The deployment in 2019 is a 55 per cent rise from that in 2018, led by a 30 per cent rise in deal volumes and a 20 per cent increase in average deal size over the previous year, the study ‘India Venture Capital Report, 2020’, which was conducted in partnership with Indian Private Equity & Venture Capital Association (IVCA), said.

Despite substantial capital deployment, dry powder availability for VC investing in India was at an all-time high of $7 billion at the end of 2019, indicating likely continued investment activity in 2020. The VC exit momentum in 2019 was in line with 2018 with secondary sales leading the mode of exits in India with an average exit value of around $39 million.

“Despite the global economic climate, India’s start-up and VC ecosystems continue to thrive as investors take a long-term view based on the country’s growth potential. We go into 2020 with record-high levels of dry powder, counter-balanced with caution and an underlying optimism in the long-term potential for the ecosystem,” Arpan Sheth, Partner at Bain & Company, one of the authors of the report, said.

About 80 per cent of VC investments in 2019 was concentrated in four sectors — consumer tech, Software/SaaS, fintech and B2B commerce and tech. Consumer tech continued to be the largest sector accounting for about 35 per cent of the total investments with several scale deals exceeding $150 million. Within consumer tech, verticalised e-commerce companies continued to be the largest sub-segment, but in addition, there were increased investments in healthtech, foodtech and edtech as well.

Both SaaS and fintech attracted significant investor interest and activity through 2019, with several early-stage and increasingly late-stage deals.

Sriwatsan Krishnan, Partner, Bain & Company, and co-author of the report, said: “The Indian VC industry had a landmark year in 2019. However, India-focused VC investments raised less funds this year, the fund-raising outlook for 2020 remains positive among both Limited Partners (LPs) and General Partners (GPs). Following the brief moderation that we saw between 2015 and 2017, the VC industry in India has been in a renewed growth phase and we see that continuing.”

“As far as start-ups are concerned, we have seen growth in both number of start-ups as well funded start-ups. The government’s flagship programmes like Startup India, Digital India and the Alternative Investment Policy Advisory Committee (AIPAC) will only accelerate this process,” Krishnan added.

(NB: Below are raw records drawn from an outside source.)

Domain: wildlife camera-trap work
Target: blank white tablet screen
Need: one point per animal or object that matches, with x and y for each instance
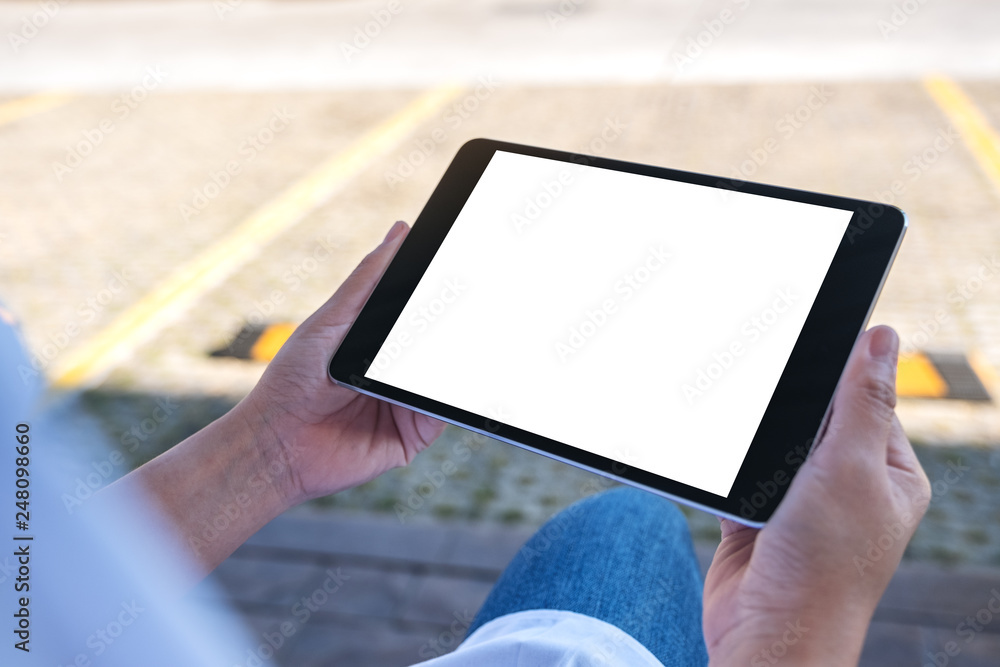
(641, 319)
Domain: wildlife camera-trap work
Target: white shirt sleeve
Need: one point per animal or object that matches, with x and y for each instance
(546, 637)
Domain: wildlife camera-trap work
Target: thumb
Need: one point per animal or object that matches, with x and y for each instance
(347, 301)
(865, 403)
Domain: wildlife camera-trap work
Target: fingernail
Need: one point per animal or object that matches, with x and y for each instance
(884, 344)
(394, 231)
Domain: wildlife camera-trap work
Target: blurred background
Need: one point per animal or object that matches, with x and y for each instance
(181, 182)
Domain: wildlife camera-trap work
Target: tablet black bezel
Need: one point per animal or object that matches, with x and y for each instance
(803, 393)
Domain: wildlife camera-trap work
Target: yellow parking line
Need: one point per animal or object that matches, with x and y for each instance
(970, 122)
(88, 364)
(27, 106)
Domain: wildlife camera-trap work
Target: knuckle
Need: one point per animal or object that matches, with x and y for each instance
(878, 394)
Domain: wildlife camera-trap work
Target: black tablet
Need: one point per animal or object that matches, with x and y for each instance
(675, 331)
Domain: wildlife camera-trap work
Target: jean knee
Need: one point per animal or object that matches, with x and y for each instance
(640, 508)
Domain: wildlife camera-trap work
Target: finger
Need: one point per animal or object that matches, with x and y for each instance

The Indian start-up ecosystem, among the top five globally, continued to remain robust and grow rapidly.

Between 2012 and 2019, the number of start-ups in India increased by 17 per cent each year, while funded start-ups increased faster at 19 per cent per annum in the same period. Currently, of almost 80,000 start-ups in India, only about 8 per cent are funded, indicating room for investments.

India’s unicorn tribe also continues to grow with several firms in e-commerce, SaaS and fintech currently leading the way.

Fund-raising outlook

The fund-raising outlook for India-focused VC funds in 2020 is largely positive among both LPs and GPs, despite the global uncertainty.

India-focused VC funds raised about $2.1 billion in 2019, slightly lower than in 2018. The dip was the result of marquee funds that had already raised large sums, not going to the market in 2019.